Currently submitted to: Journal of Medical Internet Research
Date Submitted: Dec 20, 2019
Open Peer Review Period: Dec 20, 2019 - Feb 14, 2020
(currently open for review and needs more reviewers - can you help?)
Integration of mental health care within primary care via video consultation: A qualitative pre-implementation study exploring the perspectives of psychotherapists and psychiatrists
Many patients with mental disorders remain untreated. Video-based mental health care demonstrates comparable effectiveness to face-to-face treatments and is a promising mode for delivering specialized care in primary care. Nevertheless, professionals struggle with implementing video consultations in their daily practice. Specifically, little is known on mental health specialists’ acceptance of mental health video consultations in routine practice. The PROVIDE project aims to imPROve cross sectoral collaboration between primary and psychosocial care through implementing VIDEo consultations. To increase the uptake of video consultations, it is crucial to account for necessary prerequisites and tailor interventions to the needs of the target group prior to implementation.
The aim of this study was to explore the acceptance of video consultations embedded in primary care from mental health specialists’ perspectives in Germany.
We conducted a qualitative exploratory pre-implementation study in urban and rural counties. We held three semi-structured focus groups with 11 mental health specialists. We used qualitative content analysis combining an inductive-deductive approach applying the Tailored Implementation in Chronic Diseases framework to the text material which comprises individual health professional factors; patient factors; professional interactions; incentives and resources; capacity for organizational change; social, political, and legal factors and guideline factors.
Against the background of long waiting times and a shortage of mental health specialists especially in rural areas, participants valued video consultations as a potential means to improve access to mental health care. With respect to the TICD domains, the participants most often discussed individual health professional factors, followed by patient factors. All participants highlighted the importance of a trusting relationship between the patient and the therapist and doubted whether such a relationship can be established through video consultations (11/11, 100%). However, participants considered mental health specialist video consultations as particularly suited for patients in rural areas, those with impaired mobility and those who may otherwise remain untreated (6/11, 55%). Most participants expected video consultations to avoid tedious searching for an available therapist and travel time for the aforementioned patient groups and therefore improve access to specialized care for patients (7/11, 64%). Moreover, the participants expected video consultations to improve the collaboration with the family physician (6/11, 55%). Finally, participants identified organizational aspects, such as reliable scheduling, the duration of the individual consultation (9/11, 82%) and reimbursement conditions (7/11, 67%) as key drivers for the acceptance and adoption of the model.

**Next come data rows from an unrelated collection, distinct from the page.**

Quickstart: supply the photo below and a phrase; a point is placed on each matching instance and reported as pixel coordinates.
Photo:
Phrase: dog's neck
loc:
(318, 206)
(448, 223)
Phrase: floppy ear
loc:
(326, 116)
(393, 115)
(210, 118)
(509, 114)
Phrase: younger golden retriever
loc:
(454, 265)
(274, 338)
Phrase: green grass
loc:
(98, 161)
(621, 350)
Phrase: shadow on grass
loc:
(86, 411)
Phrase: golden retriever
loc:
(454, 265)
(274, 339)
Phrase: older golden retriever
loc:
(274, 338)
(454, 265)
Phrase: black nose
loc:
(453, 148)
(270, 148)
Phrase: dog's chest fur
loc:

While mental health specialists expect video consultations to improve access to specialized care for some patients, they consistently wonder whether such consultations can establish a trusting patient-therapist relationship. When implementing video consultations, these concerns should be addressed by training providers in managing technology-based treatment settings with extra regard to fostering the patients’ and therapists’ engagement. Clinical Trial: German Clinical Trials Register (DRKS00012487)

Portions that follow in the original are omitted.